The charges, which were announced by federal prosecutors in connection with the ongoing FBI investigation into misconduct in the LASD, state that two deputies assaulted a handcuffed inmate in Los Angeles’ Men’s Central Jail in February 2009.  

“It’s simply another example of the need to be terribly concerned about what checks and balances are in place within the department,” Miriam Krinsky, executive director of Los Angeles County’s Citizens’ Jail Commission on Jail Violence, a county commission created in response to the abuse scandal, told the LA Times.

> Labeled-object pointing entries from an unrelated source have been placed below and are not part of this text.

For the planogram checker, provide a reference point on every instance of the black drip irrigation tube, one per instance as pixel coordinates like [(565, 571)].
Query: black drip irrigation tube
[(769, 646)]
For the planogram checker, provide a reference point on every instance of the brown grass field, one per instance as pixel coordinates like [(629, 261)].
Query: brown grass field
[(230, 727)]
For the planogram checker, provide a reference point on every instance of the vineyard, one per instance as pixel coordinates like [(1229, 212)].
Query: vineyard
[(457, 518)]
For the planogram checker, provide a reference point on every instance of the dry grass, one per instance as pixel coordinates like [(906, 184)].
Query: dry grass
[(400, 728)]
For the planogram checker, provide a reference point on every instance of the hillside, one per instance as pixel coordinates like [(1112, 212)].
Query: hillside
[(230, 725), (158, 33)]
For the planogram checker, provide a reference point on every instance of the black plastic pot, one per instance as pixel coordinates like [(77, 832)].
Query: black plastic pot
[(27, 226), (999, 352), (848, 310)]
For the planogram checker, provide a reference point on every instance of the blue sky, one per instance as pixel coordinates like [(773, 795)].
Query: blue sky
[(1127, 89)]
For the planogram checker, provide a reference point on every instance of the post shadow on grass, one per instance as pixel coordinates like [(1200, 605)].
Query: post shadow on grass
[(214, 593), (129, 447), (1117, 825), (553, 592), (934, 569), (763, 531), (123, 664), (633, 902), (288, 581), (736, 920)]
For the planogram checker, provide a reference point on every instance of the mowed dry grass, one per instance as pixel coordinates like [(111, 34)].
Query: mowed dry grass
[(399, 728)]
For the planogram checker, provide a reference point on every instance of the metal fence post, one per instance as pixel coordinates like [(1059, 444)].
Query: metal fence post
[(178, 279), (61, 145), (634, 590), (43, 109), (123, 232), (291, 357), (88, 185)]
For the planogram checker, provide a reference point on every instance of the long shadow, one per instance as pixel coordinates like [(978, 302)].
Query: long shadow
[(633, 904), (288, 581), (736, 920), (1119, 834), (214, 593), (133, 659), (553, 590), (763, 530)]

The crime was initially reported by a jail chaplain on Feb. 12, 2009, one day after the incident. The chaplain, Deacon Paulino Juarez, filed an official report on the incident days later, during which he reported that four sheriff’s deputies punched, kicked and pepper-sprayed an inmate who was handcuffed to a waist chain, despite him shouting, “Please stop!” However, the department concluded that the use of force was within policy and did not discipline the deputies. 

After the American Civil Liberties Union of Southern California filed a sworn statement by Deacon Juarez, together with dozens of other declarations of deputy misconduct in LA County’s jail system, Juarez was granted a meeting with Sheriff Lee Baca.

Juarez recalled that Baca said he’d never heard about the incident. 

“This happened two years ago and I’m only finding out about it now?” Baca asked his executive staff.

He then, according to what Juarez told the LA Times, looked over the file and told the chaplain that the inmate, called BP, was determined to be schizophrenic by investigators. He also claimed that the file said that BP was punched, adding that “Punches are allowed, but kicks are not allowed in my department.” 

The two deputies being charged in the case, Joey Aguiar, 26, and Mariano Ramirez, 38, are facing charges both of violating the civil rights of an inmate and of submitting falsified reports of the incident. According to Federal prosecutors, the deputies claimed that the inmate tried to head-butt Aguiar, although this has proven to be false.